Public Perceptions of and Best Practices for Synthetic Data Use in Research
Main Article Content
Abstract
This project aimed to establish recommendations for data owners on the production, release, and public communication of synthetic data. By engaging members of the UK public in facilitated discussions, we explored perceptions of synthetic data use in research and identified strategies to enhance transparency, trust, and responsible data management.
We worked with community engagement specialists to recruit a diverse group of 39 public members from across the UK. Members took part in four deliberative workshops, held online, to co-develop recommendations for data owners. They heard from subject matter experts and engaged in structured discussions on synthetic data, its applications, and ethical considerations. Key concerns and priorities were identified through analysis of workshop notes, with public feedback incorporated iteratively throughout the process to ensure recommendations aligned with public expectations. The workshops facilitated an in-depth exploration of transparency, accessibility, and governance surrounding synthetic data, highlighting the importance of clear public communication.
Ten key recommendations were developed, categorised into five thematic areas: (1) Introducing synthetic data and its distinction from real data; (2) Clarifying its purpose and role in research; (3) Guidelines for dataset creation and validation; (4) Managing access, usage, and potential misuse; and (5) Strategies for effective public communication and trust-building. Public members emphasised the need for accessible explanations, governance measures, and ongoing engagement to ensure ethical use.

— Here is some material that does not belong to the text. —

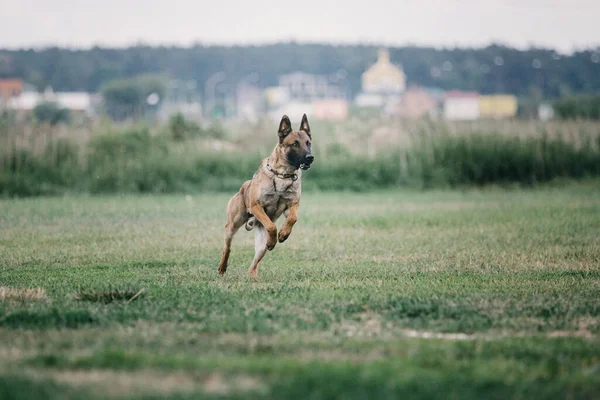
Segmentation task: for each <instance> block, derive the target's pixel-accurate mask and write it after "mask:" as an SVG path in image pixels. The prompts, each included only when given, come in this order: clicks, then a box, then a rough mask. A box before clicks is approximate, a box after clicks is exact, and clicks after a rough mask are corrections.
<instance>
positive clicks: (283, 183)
mask: <svg viewBox="0 0 600 400" xmlns="http://www.w3.org/2000/svg"><path fill="white" fill-rule="evenodd" d="M277 135H278V137H279V141H278V143H277V145H276V146H275V149H274V150H273V152H272V153H271V155H269V157H267V158H265V159H263V160H262V162H261V164H260V166H259V168H258V170H257V171H256V173H255V174H254V176H253V177H252V179H251V180H249V181H246V182H244V184H243V185H242V187H241V188H240V190H239V192H237V193H236V194H235V195H233V197H232V198H231V199H230V200H229V202H228V203H227V223H226V224H225V244H224V246H223V254H222V255H221V262H220V263H219V274H220V275H223V274H224V273H225V271H227V262H228V260H229V253H230V251H231V241H232V240H233V236H234V235H235V234H236V232H237V231H238V230H239V229H240V228H241V227H242V226H243V225H245V228H246V230H248V231H250V230H253V229H254V260H252V264H251V265H250V268H249V269H248V274H249V275H250V277H252V278H257V277H258V263H259V262H260V261H261V260H262V259H263V257H264V256H265V254H266V253H267V250H269V251H270V250H273V248H274V247H275V245H276V244H277V241H278V240H279V243H283V242H285V241H286V239H287V238H288V237H289V236H290V233H292V228H293V226H294V224H295V223H296V221H297V220H298V208H299V206H300V193H301V190H302V186H301V185H302V171H306V170H308V169H310V167H311V166H312V163H313V161H314V159H315V157H314V156H313V154H312V150H311V144H312V136H311V133H310V126H309V125H308V118H307V117H306V114H304V115H303V116H302V122H301V123H300V128H299V130H297V131H294V130H292V124H291V122H290V119H289V118H288V116H287V115H284V116H283V117H282V118H281V122H280V123H279V129H278V132H277ZM282 214H283V215H285V222H284V223H283V225H282V227H281V230H280V231H279V235H277V226H276V225H275V222H276V221H277V219H278V218H279V217H280V216H281V215H282Z"/></svg>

Iterative refinement of recommendations in the final workshop highlighted public concerns about data misuse and the importance of organisation’s accountability. These findings provide a framework for responsible synthetic data creation and improved public engagement strategies.
This project provides valuable insight into public attitudes towards synthetic data in research, emphasising transparency and trust. The recommendations offer guidance for UK data owners in responsibly managing synthetic datasets. Ongoing research is needed to monitor evolving public perspectives as synthetic data use expands across research domains.